Das grüne Haus (suhrkamp taschenbuch) (German Edition)
Pockennarben am Hals, die zerzausten, zitternden Haare, die ihr über die Lippen hingen.
»Sie haben trotz Ihrer Uniform ein gutes Herz«, sagte Adrián Nieves. »Deswegen hab ich auch Ihren Trauzeugen gemacht.«
Aber der Sargento hörte nicht zu. Er hatte sich halb umgewandt und spähte geduckt auf die Terrasse hinaus, einen Finger vor den Lippen, Don Adrián, er sprang jetzt auf der Stelle hinunter, die Balustrade, ohne Lärm zu machen, den Fluß, er würde bis zehn zählen, den Himmel, und in die Luft schießen, hinausrennen, Jungens, er ist entkommen, auf der Seite, und mit den Guardias zum Urwald laufen.
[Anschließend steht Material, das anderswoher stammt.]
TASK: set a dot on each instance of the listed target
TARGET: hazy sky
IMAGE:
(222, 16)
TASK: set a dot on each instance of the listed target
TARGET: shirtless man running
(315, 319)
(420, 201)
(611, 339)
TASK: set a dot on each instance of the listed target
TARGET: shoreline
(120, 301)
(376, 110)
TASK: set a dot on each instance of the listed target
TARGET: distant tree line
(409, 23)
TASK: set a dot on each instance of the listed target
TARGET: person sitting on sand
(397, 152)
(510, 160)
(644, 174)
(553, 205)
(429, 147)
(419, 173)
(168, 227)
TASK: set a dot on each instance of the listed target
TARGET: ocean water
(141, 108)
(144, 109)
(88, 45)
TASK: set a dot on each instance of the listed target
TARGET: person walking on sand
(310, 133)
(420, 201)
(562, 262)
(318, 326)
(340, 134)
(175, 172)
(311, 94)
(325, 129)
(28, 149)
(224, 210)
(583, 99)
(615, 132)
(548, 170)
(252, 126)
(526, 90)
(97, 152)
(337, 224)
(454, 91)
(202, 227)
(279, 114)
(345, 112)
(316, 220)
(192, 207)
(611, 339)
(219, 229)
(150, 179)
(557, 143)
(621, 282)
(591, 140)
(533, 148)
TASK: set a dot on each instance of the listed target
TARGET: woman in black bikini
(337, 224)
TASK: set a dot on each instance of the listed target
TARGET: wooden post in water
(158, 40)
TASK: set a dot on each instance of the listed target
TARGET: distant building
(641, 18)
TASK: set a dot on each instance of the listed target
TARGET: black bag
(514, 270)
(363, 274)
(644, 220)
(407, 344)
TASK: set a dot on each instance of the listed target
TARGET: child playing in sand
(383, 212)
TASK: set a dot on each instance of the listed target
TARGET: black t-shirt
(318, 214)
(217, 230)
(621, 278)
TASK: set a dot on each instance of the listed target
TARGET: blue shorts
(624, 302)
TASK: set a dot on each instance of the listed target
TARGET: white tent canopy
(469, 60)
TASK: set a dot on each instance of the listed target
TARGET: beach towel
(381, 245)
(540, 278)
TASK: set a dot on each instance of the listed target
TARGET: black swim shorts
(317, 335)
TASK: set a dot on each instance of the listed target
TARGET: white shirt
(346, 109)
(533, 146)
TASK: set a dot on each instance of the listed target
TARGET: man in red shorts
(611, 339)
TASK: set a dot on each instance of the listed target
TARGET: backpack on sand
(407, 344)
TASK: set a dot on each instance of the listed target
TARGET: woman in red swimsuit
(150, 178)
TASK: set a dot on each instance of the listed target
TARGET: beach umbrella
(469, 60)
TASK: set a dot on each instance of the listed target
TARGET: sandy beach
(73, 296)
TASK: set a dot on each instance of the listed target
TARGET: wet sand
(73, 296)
Er sollte das Boot auf der dunklen Seite rausschieben, Don Adrián, und den Motor erst am Marañón anlassen, und sollte danach sich davonmachen, als wenn der Teufel hinter ihm her wär, und sich da nicht erwischen lassen, Don Adrián, ja nicht, er selbst konnte dabei nämlich auch auffliegen, sollte sich bloß nicht erwischen lassen, und Lalita, ja, ja, sie würde das Boot losmachen, die Ruder einlegen, sie würde mit ihm gehen, und die Worte überstürzten sich in ihrem Mund, ihre Stirn wurde glatt und ihre Haut verjüngte sich, ungewohnt und schnell, Adrián, die Wäsche war bereit, und der Proviant, es fehlte nichts, und sie würden rudern, und ehe sie an die Garnison kamen, würden sie im Urwald verschwinden. Und der Sargento, der von oben ins Freie hinunterspähte: sie mußten sich gegen den Bootskiel pressen, ja den Kopf nicht heben; wenn die Jungens sie sahen, würden sie auf sie schießen, und der Knirps traf immer.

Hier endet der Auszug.